Here is a book about the love of books and about generosity and how together they developed into a warm friendship between many people. That is the pleasure of reading 84 Charing Cross Road by Helene Hanff.

We have reached the 1970s in the Decades Project featuring non-fiction by women from each decade of the 20thCentury. This book is not especially important in the history of women or of Anglo-American relations. But it has a great charm and its popularity has endured since its publication in 1971. Helped by a film with good-looking actors.

84 Charing cross Road

84 Charing Cross Road is a book of letters. Mostly it is the correspondence between Helene Hanff, a writer living in New York and Frank Doel, who worked at Marks & Co at the eponymous address in London. Helene Hanff first wrote to request copies of books that were difficult to find in New York at the end of the Second World War. Marks & Co was a second hand and antiquarian bookshop.

October 5, 1949

Gentlemen,

Your ad in the Saturday Review of Literature says that you specialise in out-of-print books. The phrase ‘antiquarian book-sellers’ scares me somewhat, as I equate ‘antique’ with expensive. I am a poor writer with an antiquarian taste in books, and all the things I want are impossible to get over here except in very expensive rare editions, or in Barnes & Noble’s grimy, marked-up school-boy copies.

I enclose a list of my most pressing problems. If you have clean seondhand copies of any of the books on the list, for no more than $5.00 each, will you consider this a purchase order and send them to me?

Very truly yours,

Helene Hanff

(Miss) Helene Hanff

The books she wanted were non-fiction: Hazlitt essays, Oxford verse, and so on. Helene Hanff was a writer, of articles, tv scripts and children’s history books. She did not earn a great deal from her writing.

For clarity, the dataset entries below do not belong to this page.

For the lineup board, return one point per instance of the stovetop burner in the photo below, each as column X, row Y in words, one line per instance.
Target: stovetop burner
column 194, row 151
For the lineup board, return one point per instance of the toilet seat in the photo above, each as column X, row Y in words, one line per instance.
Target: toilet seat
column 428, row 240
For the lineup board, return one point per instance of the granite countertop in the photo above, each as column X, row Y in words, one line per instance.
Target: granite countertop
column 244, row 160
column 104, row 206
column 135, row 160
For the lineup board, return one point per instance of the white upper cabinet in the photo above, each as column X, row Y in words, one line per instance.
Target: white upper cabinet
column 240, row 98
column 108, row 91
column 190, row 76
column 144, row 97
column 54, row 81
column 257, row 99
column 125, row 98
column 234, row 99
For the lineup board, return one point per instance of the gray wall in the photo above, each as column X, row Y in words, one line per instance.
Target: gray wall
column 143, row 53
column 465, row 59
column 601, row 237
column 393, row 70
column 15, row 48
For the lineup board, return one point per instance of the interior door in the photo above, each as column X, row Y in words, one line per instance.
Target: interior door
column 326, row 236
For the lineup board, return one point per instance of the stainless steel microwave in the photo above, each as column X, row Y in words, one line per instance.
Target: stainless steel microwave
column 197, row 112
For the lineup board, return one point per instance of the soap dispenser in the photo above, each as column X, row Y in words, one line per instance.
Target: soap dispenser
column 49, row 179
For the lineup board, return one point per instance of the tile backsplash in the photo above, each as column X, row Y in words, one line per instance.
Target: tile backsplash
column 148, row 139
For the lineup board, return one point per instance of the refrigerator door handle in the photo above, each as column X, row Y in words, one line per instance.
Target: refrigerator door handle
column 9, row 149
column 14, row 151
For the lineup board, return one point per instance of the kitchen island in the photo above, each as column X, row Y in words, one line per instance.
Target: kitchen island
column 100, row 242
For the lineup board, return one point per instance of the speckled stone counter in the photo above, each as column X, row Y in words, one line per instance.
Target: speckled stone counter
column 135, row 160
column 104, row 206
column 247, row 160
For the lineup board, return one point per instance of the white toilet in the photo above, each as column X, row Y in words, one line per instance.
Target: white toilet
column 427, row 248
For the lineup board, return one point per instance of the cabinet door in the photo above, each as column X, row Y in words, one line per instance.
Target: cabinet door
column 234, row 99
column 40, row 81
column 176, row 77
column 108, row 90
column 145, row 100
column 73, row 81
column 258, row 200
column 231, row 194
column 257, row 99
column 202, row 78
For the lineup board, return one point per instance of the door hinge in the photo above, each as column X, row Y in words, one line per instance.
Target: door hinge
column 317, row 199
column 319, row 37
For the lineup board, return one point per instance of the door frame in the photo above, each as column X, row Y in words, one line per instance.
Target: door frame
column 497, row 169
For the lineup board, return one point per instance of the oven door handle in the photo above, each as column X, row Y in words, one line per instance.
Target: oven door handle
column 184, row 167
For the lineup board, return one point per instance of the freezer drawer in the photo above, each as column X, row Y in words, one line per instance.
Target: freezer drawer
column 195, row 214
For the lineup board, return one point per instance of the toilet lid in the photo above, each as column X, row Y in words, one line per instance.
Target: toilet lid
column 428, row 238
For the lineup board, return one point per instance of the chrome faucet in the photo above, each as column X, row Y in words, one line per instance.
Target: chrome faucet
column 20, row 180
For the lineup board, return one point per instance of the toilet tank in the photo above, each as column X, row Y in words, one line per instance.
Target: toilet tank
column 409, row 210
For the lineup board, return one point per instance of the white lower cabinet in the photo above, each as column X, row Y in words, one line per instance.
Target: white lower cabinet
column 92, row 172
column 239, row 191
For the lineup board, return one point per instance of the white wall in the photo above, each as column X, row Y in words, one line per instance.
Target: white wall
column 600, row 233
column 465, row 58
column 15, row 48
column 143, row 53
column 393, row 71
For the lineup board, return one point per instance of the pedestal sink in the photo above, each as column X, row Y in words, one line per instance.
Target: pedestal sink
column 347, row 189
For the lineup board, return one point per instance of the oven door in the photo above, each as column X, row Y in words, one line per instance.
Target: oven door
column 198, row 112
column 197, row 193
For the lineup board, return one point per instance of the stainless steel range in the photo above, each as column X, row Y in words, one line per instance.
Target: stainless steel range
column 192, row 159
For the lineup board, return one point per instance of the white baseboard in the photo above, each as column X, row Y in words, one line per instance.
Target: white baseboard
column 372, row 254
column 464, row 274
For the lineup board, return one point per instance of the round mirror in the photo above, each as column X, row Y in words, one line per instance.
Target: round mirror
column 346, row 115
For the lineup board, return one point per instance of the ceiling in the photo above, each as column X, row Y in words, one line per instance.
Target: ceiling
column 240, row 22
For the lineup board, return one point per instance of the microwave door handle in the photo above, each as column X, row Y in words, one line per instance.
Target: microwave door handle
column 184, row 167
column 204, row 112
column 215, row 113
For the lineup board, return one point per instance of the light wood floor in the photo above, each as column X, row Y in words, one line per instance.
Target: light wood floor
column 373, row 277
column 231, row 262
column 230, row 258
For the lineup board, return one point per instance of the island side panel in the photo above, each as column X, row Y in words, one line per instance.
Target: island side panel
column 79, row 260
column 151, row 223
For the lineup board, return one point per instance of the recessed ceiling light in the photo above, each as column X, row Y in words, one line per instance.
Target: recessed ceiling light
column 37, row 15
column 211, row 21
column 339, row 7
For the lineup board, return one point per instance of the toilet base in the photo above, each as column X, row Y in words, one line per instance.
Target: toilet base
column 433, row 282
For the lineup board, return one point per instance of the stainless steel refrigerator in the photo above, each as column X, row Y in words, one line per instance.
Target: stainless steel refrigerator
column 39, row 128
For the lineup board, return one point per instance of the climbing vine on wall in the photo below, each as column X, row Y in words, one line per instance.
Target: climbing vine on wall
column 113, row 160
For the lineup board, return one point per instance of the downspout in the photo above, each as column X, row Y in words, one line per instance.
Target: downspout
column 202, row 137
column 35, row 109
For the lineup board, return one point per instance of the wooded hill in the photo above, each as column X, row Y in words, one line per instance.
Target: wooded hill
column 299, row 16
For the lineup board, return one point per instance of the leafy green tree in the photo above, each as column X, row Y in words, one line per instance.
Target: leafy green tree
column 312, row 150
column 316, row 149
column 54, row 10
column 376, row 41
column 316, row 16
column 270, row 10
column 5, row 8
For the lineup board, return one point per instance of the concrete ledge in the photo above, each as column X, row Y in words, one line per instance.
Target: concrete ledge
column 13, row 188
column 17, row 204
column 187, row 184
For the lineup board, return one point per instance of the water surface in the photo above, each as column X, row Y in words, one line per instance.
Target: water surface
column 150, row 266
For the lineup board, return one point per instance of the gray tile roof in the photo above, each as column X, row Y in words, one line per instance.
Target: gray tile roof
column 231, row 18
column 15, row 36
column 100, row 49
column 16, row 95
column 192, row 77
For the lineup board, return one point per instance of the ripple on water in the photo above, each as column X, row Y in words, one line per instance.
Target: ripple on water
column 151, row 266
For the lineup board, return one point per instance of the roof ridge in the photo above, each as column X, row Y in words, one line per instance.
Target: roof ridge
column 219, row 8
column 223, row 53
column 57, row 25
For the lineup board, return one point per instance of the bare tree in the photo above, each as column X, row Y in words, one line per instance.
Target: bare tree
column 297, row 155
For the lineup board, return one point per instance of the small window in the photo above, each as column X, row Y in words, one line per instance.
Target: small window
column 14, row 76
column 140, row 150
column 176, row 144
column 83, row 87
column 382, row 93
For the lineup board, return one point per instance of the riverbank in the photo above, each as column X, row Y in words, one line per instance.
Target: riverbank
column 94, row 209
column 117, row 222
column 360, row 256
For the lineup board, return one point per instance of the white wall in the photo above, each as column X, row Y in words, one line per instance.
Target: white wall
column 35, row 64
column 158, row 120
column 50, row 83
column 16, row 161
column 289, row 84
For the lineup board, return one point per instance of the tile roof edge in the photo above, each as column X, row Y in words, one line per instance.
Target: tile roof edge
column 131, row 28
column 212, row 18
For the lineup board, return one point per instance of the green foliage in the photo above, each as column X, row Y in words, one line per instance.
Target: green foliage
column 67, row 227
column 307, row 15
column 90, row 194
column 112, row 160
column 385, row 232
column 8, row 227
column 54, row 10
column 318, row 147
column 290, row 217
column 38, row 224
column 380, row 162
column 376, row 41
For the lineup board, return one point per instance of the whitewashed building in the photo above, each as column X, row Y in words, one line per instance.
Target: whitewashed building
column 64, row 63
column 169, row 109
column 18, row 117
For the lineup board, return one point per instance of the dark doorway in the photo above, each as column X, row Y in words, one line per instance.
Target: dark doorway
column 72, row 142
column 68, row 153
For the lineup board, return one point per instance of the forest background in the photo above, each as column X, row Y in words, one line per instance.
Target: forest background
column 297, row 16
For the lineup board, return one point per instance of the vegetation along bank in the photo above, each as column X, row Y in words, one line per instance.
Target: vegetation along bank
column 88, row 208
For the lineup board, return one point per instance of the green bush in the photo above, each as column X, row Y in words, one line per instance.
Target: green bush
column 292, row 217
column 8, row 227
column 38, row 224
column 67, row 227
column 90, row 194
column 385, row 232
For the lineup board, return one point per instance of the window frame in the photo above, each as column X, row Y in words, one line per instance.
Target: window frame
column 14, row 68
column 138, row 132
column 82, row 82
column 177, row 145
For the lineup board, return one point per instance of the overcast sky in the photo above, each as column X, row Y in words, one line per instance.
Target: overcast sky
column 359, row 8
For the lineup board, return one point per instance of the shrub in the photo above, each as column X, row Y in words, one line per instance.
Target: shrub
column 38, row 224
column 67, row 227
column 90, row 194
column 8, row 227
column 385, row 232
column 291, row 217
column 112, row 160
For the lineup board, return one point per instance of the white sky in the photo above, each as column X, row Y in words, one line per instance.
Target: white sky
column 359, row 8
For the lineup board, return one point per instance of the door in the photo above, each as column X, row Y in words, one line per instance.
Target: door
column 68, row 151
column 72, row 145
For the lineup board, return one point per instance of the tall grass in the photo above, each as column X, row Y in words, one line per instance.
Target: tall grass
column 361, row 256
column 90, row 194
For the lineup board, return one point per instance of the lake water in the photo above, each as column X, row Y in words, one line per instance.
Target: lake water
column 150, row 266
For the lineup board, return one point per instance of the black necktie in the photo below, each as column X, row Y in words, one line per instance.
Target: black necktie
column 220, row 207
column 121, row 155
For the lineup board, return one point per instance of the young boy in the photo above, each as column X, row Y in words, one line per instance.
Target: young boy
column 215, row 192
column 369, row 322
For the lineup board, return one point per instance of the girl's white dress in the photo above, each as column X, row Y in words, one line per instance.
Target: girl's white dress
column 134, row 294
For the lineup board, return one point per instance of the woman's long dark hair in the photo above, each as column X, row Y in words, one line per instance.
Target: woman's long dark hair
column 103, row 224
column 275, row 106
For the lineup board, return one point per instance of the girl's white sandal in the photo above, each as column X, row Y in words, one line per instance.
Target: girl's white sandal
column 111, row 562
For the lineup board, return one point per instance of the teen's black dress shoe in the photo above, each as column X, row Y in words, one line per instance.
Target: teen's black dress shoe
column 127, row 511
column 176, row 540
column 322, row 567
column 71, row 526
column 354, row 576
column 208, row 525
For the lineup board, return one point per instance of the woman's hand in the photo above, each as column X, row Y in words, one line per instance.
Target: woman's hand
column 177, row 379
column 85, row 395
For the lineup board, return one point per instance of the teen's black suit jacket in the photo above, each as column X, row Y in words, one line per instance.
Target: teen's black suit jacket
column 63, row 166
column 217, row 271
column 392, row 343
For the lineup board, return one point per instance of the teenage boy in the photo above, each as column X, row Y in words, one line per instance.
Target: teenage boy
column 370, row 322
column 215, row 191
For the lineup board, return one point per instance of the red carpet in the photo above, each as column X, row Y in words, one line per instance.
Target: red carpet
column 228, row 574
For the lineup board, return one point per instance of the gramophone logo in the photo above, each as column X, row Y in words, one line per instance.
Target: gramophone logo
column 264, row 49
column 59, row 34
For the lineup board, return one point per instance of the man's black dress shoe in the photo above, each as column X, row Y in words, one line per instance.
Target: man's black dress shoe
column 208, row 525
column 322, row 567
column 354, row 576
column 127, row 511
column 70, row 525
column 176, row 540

The responses came first from FPD, later Frank Doel, finally Frank. At first Frank Doel was formal and scrupulous in his replies. But as she responded with wit and warmth to the books she received or did not receive, he dropped the reserve.

The turning point in the relationship, turning it from a commercial transaction to a friendship, was when Helene Hanff sent a food parcel containing ham at Christmas 1949 to the staff of Marks & Co. Rationing continued in Britain until1953, so she continued to send food parcels.

Here are some examples:

March 1950

Frank Doel, what are you DOING over there, you are not doing ANYthing. You are just sitting AROUND.

September 1950

he has a first edition of Newman’s University for six bucks, do I want it, he asks innocently.

Dear Frank:

Yes I want it.

April 1951

To All at 84, Charing Cross Road:

Thank you all for the beautiful book. I’ve never owned a book with pages edged all around in gold.

Gradually other members of staff began to write to Helene Hanff, for they too benefited from the food parcels. Frank Doel’s wife joined in and even their neighbour. Helene Hanff clearly had the gift of creating a community even through the vagaries of the British and American postal services.

And then in January 1969, not quite twenty years after that first letter Helen Hanff received this letter.

Dear Miss,

I have just come across the letter you wrote to Mr Doel on the 30thSeptember last, and it is with great regret that I have to tell you that he passed away on Sunday 22ndDecember, the funeral took place last week on Wednesday the 1stJanuary.

… Do you still wish us to try and obtain the Austens for you?

What is special about 84 Charing Cross Road?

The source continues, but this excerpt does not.